Of course, there are tradeoffs: You're forgoing either 25% gold in your capital or 25% slower influence decay with city states, and you're getting Liberty complete a few turns later. But you get Rationalism a few turns earlier - assume you open Tradition at turn 15, and open Rationalism at turn 110 (I strive for 100, but if I weren't behind on science, I wouldn't need a 7th policy before Rationalism and this would be a moot argument). So that's 95 turns x 3 culture = 285 culture. Around turn 110 I'm typically making 40-60 culture a turn, so 285 extra culture means you get to Rationalism about 5-6 turns quicker than if you choose to open Commerce or Patronage.

In some cases isn't that worth it? I'm not necessarily advocating this approach, but isn't this at least worth thinking about?

While it is true that getting a 6th policy before you can get rationlism I feel that picking tradition is a bad solution. You are much better trying to limited your culture and tech up so you can pick rationlism as your 6th. It is certainly possible to doso.
 
Tradtion leads to better starts and better overall results for most empire sizes, but Liberty eventually provides more culture, hammers and happiness for empires beyond a certain size.

What I miss when I go Liberty of course is the early culture, the early bump to Wonder production, and the early growth. In short, the somewhat faster start. But what I miss about Liberty when I go Tradition is mid-game culture, the extra hammer in new cities, and the happiness. So by the end of the game where I have ~20 cities, I am usually glad when I picked Liberty and regret I hadn't when I've picked Tradtion.

Republic is actually a great policy. When I'm founding new cities past about 500AD I often find myself rush-buying Workshops or looking for per-city bonuses so that I can get things off the ground there, and Republic does a lot of work. Republic and the Collective Rule production bonus together definitely provide more Hammers over the long than Aristocracy, but the real consideration there is whether you get your Wonders.


I've heard it said that the Settler from Collective Rule is not nearly as valuable in light of the fact that you can get Gold from the AI to rush buy a Settler. I find that this argument is basically a red herring. You can buy a Settler the same way regardless of what Policy tree you open. You can then also build/buy an equal amount of additional Settlers, regardless of Tradition or Liberty. Collective Rule just gives you a Settler on top of that. The only real problem is if you can't or shouldn't found a new city past then. This situation is kind of rare, from what I've found. When opening Tradition, I really often find myself wishing I could just squeak one more Settler out before I have to start building NC/University in the Capital, but then end up not being able to postpone these things ~10 turns. Then I either end up Settling the location 40'ish turns later, or I just lose the location altogether. The 6th-7th city isn't always on prime terrain, but it's certainly much better to have it than not. Collective Rule really is as close as it gets to a free City. I still remember the super-busted France openings before the tree was changed. 20'ish turns later than that isn't as big of a deal as it's made out to be.

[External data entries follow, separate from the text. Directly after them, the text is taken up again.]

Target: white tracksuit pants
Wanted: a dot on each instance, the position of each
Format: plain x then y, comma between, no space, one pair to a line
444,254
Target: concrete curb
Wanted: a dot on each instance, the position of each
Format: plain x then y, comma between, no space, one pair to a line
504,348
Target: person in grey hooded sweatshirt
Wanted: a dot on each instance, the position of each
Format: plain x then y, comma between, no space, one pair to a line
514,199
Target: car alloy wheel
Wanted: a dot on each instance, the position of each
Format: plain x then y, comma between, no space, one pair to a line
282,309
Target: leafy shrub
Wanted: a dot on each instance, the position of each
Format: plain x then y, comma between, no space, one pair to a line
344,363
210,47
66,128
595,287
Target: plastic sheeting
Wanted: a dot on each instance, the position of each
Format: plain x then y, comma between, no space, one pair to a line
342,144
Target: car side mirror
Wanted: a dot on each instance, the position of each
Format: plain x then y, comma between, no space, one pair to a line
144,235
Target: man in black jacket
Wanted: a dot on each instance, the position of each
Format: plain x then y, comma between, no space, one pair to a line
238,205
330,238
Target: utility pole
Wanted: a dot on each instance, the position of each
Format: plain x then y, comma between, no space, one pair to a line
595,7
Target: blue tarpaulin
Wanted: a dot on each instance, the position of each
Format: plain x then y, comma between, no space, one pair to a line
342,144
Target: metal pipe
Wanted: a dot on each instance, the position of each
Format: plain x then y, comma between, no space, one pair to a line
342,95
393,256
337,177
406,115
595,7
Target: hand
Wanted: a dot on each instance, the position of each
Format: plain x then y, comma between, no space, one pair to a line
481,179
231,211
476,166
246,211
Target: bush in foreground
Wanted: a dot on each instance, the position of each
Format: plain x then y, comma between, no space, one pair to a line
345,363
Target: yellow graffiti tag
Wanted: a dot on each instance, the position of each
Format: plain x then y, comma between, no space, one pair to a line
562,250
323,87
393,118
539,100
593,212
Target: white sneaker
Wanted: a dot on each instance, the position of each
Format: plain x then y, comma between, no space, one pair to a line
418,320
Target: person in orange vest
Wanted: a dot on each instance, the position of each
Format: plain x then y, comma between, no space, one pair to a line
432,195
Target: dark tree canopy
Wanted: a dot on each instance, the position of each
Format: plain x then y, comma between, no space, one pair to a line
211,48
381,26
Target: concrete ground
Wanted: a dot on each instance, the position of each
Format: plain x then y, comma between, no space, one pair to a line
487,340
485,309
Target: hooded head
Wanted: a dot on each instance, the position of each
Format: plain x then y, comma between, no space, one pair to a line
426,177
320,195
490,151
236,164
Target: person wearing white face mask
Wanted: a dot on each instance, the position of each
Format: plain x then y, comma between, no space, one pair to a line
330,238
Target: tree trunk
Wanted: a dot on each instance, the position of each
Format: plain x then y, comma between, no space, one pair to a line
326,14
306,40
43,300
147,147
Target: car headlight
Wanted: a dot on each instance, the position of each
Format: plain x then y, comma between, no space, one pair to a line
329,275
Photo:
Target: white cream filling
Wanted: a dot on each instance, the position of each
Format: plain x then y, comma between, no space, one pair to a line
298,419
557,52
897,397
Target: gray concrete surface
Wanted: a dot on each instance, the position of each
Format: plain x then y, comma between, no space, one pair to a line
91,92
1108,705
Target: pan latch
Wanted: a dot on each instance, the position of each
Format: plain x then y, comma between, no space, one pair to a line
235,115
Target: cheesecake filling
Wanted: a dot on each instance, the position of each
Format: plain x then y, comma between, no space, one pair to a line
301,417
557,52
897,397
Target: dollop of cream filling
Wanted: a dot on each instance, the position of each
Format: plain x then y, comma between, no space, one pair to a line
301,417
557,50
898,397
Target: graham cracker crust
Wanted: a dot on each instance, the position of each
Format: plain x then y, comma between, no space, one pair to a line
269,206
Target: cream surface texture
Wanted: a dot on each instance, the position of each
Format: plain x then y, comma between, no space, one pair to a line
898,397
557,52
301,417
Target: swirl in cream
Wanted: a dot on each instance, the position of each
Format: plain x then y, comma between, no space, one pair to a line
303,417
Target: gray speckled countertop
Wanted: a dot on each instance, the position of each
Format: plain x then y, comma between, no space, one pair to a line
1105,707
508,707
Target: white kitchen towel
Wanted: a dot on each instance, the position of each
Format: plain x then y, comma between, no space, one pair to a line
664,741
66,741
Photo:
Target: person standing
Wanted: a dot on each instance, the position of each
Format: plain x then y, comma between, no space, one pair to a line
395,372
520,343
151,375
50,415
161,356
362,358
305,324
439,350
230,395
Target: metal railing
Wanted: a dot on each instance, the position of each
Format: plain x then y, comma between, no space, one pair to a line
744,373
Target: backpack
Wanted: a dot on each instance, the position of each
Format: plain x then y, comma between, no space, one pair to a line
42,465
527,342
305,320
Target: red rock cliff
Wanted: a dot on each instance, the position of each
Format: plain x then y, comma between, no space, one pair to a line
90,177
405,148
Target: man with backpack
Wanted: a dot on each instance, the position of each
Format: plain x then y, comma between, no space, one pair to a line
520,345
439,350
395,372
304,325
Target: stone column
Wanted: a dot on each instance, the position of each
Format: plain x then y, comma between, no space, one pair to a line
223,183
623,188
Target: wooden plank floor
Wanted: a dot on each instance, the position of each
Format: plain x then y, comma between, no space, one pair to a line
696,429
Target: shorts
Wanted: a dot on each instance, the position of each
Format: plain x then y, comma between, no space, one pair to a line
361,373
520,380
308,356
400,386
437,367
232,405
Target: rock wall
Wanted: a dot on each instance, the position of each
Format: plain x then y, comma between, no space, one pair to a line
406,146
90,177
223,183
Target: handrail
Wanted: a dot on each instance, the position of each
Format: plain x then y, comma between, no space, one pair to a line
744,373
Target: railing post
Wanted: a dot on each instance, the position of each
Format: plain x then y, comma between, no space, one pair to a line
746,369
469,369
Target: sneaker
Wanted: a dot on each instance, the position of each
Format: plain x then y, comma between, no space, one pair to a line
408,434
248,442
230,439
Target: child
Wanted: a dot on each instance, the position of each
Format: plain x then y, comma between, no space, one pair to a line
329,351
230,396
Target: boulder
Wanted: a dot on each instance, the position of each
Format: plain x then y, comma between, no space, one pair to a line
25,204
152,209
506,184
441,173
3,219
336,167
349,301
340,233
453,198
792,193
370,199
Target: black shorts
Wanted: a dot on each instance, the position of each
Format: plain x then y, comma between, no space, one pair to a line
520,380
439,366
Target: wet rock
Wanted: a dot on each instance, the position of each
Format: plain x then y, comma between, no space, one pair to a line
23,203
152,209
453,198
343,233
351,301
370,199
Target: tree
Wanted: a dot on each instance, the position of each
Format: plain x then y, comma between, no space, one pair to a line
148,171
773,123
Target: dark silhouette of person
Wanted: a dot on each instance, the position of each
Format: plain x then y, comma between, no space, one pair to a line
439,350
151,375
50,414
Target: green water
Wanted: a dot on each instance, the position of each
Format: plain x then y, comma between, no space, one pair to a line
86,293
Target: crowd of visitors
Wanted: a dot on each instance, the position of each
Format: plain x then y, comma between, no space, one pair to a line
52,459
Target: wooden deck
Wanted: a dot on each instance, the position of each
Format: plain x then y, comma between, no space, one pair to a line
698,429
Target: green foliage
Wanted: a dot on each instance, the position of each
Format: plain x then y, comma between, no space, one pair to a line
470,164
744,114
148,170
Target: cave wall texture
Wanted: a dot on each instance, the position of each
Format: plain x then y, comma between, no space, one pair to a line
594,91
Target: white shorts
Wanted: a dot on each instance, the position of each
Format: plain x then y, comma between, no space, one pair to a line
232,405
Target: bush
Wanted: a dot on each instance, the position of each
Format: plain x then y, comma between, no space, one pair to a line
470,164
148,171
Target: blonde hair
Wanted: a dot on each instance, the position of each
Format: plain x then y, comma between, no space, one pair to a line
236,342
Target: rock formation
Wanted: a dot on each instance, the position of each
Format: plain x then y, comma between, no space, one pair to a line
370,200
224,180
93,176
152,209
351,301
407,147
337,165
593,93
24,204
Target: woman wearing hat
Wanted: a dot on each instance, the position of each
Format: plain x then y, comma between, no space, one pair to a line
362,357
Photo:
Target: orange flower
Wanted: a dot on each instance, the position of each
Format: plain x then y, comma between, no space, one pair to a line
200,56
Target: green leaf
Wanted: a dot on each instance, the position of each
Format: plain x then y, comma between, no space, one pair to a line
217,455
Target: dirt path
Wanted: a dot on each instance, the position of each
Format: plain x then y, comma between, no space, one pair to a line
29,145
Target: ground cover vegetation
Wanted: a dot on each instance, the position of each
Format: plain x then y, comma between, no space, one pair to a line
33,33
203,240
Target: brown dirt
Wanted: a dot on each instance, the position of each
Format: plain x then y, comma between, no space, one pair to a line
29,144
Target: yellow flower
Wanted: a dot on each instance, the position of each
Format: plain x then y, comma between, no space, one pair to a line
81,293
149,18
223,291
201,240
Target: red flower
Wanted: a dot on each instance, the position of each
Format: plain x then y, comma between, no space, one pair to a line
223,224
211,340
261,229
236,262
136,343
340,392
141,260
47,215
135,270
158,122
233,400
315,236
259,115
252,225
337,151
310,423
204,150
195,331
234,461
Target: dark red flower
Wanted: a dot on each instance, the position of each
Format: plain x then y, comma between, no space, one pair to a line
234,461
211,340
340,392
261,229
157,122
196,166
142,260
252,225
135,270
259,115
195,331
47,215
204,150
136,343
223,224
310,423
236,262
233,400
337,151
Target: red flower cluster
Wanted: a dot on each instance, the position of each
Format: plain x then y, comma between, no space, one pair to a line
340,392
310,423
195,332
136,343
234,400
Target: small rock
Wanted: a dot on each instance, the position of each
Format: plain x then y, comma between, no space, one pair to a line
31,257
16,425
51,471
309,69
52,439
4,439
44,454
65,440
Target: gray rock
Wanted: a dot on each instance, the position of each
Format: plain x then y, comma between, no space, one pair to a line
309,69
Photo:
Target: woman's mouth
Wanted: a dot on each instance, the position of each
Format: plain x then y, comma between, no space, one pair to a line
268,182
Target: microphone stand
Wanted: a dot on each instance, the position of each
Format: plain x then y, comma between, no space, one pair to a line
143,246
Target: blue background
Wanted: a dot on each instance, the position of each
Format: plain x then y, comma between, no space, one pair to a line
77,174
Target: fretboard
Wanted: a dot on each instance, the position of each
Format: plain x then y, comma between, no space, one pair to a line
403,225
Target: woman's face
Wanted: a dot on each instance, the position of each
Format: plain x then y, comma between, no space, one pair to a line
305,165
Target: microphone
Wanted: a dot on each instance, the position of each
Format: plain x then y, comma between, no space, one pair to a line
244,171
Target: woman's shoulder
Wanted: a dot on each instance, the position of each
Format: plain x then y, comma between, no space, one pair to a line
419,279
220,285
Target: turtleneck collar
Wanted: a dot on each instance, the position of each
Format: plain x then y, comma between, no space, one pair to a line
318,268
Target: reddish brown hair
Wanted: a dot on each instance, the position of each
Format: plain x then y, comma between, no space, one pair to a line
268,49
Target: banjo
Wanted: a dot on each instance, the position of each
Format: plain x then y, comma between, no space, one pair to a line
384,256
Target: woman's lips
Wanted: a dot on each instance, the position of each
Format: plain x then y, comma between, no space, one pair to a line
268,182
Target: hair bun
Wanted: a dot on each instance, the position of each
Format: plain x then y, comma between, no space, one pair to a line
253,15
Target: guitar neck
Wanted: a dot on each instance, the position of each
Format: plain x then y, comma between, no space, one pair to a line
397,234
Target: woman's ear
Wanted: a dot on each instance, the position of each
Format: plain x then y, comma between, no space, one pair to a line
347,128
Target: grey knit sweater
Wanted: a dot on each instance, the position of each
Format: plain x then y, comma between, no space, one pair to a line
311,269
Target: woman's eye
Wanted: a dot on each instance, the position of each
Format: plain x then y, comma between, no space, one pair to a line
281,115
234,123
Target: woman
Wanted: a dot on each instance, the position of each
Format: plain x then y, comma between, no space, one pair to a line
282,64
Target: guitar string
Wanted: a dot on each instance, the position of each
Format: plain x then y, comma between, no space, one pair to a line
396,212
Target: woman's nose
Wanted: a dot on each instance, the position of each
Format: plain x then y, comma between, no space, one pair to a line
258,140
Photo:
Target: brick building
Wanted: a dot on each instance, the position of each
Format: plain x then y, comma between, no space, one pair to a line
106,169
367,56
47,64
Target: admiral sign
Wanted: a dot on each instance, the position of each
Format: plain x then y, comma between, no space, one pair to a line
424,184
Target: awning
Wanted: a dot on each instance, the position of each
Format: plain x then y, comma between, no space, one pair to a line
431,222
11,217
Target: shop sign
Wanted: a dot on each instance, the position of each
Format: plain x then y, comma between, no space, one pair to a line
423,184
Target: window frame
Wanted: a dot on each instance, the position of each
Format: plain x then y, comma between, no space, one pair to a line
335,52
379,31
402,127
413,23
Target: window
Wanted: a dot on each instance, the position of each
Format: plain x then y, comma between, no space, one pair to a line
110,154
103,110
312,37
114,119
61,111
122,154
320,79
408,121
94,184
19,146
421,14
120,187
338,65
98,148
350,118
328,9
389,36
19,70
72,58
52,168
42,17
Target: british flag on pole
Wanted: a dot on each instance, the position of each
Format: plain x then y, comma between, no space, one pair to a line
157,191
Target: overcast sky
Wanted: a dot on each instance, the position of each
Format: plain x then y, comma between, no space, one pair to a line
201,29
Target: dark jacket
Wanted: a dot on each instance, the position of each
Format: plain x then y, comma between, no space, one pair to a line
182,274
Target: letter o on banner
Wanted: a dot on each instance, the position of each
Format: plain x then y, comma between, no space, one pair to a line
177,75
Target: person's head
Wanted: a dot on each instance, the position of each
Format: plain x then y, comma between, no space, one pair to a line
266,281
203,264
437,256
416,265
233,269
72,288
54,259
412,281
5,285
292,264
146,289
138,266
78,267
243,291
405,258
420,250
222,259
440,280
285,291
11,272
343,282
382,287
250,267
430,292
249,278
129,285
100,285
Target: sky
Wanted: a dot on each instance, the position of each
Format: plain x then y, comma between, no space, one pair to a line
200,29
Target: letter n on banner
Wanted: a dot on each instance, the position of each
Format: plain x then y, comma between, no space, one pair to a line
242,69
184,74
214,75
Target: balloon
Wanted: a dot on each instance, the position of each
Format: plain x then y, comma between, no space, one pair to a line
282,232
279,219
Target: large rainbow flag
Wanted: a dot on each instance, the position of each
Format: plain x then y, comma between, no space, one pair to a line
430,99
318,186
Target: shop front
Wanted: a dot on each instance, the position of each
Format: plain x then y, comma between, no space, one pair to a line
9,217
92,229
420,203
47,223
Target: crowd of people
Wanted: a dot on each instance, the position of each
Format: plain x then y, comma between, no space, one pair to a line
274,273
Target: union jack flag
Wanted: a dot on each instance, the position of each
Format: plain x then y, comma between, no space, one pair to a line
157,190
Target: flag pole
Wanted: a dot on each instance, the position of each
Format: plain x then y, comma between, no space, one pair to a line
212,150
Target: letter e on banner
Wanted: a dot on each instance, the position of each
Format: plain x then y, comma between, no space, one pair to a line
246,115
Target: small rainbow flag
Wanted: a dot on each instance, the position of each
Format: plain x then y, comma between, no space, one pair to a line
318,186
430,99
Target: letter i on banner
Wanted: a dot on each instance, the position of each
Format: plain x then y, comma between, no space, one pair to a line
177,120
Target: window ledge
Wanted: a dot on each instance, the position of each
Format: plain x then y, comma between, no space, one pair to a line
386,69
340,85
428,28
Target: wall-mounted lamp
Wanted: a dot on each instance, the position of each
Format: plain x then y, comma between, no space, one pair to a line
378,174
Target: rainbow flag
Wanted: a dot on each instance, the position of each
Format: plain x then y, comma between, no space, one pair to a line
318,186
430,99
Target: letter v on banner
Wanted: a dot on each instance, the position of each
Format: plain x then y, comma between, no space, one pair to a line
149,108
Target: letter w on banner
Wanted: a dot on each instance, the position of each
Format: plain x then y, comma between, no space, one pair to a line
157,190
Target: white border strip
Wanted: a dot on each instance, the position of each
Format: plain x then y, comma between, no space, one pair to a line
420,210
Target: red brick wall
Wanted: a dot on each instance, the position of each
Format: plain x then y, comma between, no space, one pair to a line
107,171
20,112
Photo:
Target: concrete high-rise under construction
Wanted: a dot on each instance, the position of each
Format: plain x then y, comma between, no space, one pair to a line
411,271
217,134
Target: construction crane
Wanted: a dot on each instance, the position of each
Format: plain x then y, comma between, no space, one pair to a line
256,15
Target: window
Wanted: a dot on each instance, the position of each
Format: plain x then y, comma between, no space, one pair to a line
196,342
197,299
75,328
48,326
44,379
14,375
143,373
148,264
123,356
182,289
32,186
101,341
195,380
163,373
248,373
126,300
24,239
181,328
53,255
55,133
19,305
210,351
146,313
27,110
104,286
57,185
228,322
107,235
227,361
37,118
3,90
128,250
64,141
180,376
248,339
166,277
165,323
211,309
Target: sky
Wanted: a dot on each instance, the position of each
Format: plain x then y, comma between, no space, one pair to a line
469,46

The main thing though is that the number of cities affected by Tradition (4) doesn't change at all with the map size. So on the small-ish Standard Pangea maps that are so popular, esp on Diety, space is already limited in a major way. There, you are really lucky to even get all 4 cities, and liberty is just not going to shine until very late game. Because whether you want it or not, you're playing a Tradition-style game of growing your cities pop's from T50 on. No one ever gets to see those 8 city games where you follow up with two Maritime allies on T100.